Hey you guys. I currently rent a home and am not supposed to have dogs or else I would put the time in to train this dog and make it my own. We have been fostering different dogs from a no kill shelter and this one came in. 

I love dogs very much. I would absolutely pay whatever the lady is asking for her if I could but the reality is I just cant right now. 
I'm pretty sure she is spayed. I know she has all of her health checkups in check. The lady makes sure the dogs have everything health wise in order for the dogs to go to a new home for the best chance of success. 

We have fostered four dogs before her and four dogs have gone back to sitting in a kennel being let out once a day (some have found new homes also). My hope is someone here has room for another hound this dog could learn from or someone is simply looking for a new dog. I really hate to think that this puppy is going to go back to sitting in a kennel. She is the longest sitting dog in the shelter nobody has taken in. 😥 If you are interested in this dog, please let me know and I can get you the lady's information to buy this dog.


----------



## olibooger (Feb 13, 2019)

I am watching her do laps around my tree in the back yard with a ball in her mouth. Such a cool dog.


----------



## 3arabians (Dec 9, 2014)

Sneak a **** back there and see if she'll chase it up that tree. Might get some takers if she does. 

Sent from my iPhone using Tapatalk


----------



## olibooger (Feb 13, 2019)

If only I could find me a ****. 

Anyways. Long story short, the dog became my dog for the time being. I paid for her and have her papers. 

I have even offered to pay half of the adoption costs for the right owner to come through.

She is current on vax and rabies. She doesn't have ovaries anymore. Or whatever they do but she is fixed. 

I just dont want to get kicked out of my place. 🤞 for a good owner to come through.

She is a coonhound.

Some lady responded to my ad saying she thought the dog, Remi would be a great companion to her disabled husband and she wanted an inside dog that got along with two cats. 

Yeah no.

If you have never owned a hound, this dog is the coolest dog I have come across.
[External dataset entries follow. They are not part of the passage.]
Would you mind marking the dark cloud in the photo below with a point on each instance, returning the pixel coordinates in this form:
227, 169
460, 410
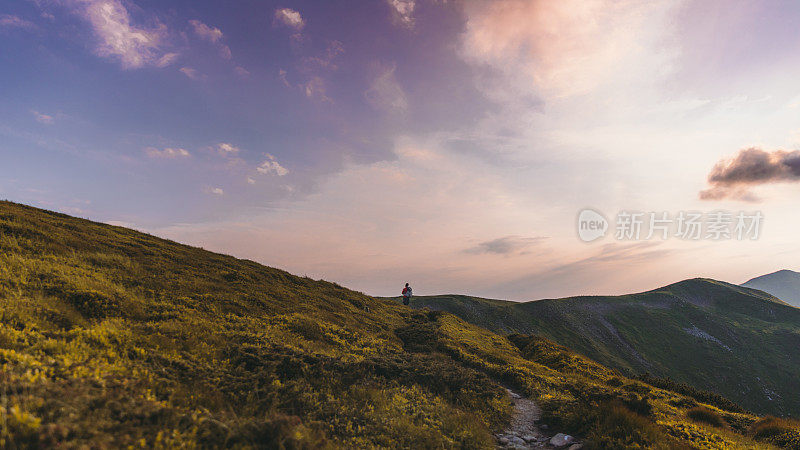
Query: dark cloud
732, 178
507, 245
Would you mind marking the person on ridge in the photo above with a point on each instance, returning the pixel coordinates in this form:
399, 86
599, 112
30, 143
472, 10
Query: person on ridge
407, 294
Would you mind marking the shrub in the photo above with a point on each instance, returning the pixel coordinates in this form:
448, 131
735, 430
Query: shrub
781, 432
705, 415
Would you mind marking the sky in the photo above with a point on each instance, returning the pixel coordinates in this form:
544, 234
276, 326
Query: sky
451, 144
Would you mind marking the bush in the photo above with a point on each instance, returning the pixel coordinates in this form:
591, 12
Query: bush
782, 432
705, 415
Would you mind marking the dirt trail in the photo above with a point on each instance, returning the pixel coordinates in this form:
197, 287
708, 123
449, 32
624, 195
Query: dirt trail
524, 433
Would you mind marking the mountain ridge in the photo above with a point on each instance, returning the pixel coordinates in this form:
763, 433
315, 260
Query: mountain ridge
114, 338
784, 284
713, 335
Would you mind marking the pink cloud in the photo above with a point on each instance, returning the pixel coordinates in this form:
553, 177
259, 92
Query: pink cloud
133, 46
290, 18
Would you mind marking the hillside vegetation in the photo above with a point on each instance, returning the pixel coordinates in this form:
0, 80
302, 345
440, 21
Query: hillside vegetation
784, 284
110, 338
738, 342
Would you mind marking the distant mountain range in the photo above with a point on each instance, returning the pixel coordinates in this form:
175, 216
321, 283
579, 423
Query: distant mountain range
110, 338
739, 342
784, 284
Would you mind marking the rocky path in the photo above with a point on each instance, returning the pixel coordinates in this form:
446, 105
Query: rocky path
524, 433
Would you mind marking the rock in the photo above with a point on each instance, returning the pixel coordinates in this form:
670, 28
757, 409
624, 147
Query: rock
514, 440
561, 439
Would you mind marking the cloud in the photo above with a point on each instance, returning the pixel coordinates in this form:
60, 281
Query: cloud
290, 18
43, 118
558, 48
191, 73
314, 88
211, 34
577, 277
385, 93
271, 166
134, 47
507, 245
203, 31
167, 153
226, 149
11, 21
732, 178
225, 52
403, 11
241, 71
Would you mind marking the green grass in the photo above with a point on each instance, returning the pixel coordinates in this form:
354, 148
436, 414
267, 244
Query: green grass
704, 334
111, 338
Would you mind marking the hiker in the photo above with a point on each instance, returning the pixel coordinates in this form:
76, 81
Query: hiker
407, 294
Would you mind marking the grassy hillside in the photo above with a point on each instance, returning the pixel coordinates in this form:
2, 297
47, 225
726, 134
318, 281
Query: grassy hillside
715, 336
784, 284
111, 338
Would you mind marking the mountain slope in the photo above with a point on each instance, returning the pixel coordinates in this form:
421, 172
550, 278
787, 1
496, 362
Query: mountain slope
111, 338
732, 340
784, 284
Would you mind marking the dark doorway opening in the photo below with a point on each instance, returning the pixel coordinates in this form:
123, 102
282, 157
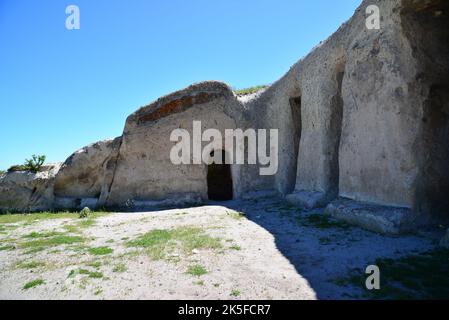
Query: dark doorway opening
219, 180
295, 105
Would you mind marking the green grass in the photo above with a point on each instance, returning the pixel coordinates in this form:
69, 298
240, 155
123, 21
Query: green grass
416, 276
30, 265
30, 217
99, 251
242, 92
235, 293
97, 292
90, 274
158, 243
94, 264
52, 241
33, 284
36, 235
196, 270
7, 247
96, 274
120, 267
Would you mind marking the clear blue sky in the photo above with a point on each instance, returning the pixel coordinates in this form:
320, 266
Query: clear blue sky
61, 90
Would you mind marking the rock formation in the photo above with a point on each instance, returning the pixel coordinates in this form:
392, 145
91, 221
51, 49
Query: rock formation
363, 126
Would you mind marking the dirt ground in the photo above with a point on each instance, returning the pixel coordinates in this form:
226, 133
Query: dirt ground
258, 249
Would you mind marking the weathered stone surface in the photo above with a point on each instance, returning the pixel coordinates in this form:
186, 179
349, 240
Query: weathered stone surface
381, 219
144, 170
364, 116
26, 191
87, 173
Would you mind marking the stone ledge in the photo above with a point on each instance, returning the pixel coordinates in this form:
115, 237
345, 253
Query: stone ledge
308, 199
377, 218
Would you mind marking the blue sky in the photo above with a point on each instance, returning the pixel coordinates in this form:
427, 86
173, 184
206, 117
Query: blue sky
61, 90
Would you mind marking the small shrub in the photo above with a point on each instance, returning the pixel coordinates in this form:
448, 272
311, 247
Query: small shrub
85, 213
121, 267
18, 167
196, 270
33, 283
33, 165
99, 251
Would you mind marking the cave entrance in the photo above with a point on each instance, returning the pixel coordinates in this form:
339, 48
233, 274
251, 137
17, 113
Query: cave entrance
219, 180
295, 105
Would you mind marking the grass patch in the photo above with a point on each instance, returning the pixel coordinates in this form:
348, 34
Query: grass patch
94, 264
196, 270
321, 221
99, 291
31, 217
99, 251
245, 91
417, 276
52, 241
90, 274
120, 267
33, 284
236, 215
7, 247
36, 235
158, 243
96, 274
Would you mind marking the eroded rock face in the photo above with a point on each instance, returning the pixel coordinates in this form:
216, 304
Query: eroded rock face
26, 191
87, 174
364, 117
144, 170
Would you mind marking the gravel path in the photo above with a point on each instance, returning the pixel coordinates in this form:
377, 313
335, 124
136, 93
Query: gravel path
272, 252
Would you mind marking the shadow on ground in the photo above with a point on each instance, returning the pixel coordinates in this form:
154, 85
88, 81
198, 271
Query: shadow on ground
333, 256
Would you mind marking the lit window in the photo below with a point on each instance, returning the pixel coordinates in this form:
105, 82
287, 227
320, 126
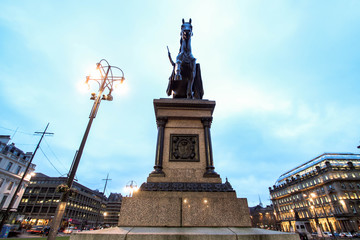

Her nose literally takes her places. Wherever she goes she is just a smelling away. It's like she cant help herself but to smell, constantly. Such a good dog.


----------



## johnnycake (Jul 19, 2011)

Good luck finding her a forever home. I gotta say though, willingly violating your lease by bringing in foster dogs is a crap thing to do.


----------



## olibooger (Feb 13, 2019)

I agree whole heartedly.
But there are surrounding circumstances as to why we have fostered the dogs that I cannot mention here. Once she finds a home, we dont have to foster any more. We had to foster them for less than 2 months total.

FWIW, as soon as we have our own place, I will not only foster the dogs, I will own my dogs.

Two dogs, two llamas and a bunch of rose bushes around all windows. 👍👌


----------



## johnrr65 (Nov 7, 2019)

olibooger said:


> I agree whole heartedly.
> But there are surrounding circumstances as to why we have fostered the dogs that I cannot mention here. Once she finds a home, we dont have to foster any more. We had to foster them for less than 2 months total.
> 
> FWIW, as soon as we have our own place, I will not only foster the dogs, I will own my dogs.
> ...


+1


----------



## olibooger (Feb 13, 2019)

We found her a good home. Someone with a german shepherd who used to have a hound dog took her. I'm a little heartbroken but it's for the best.
Just wanted to follow up. 
Case closed. 👍👌


----------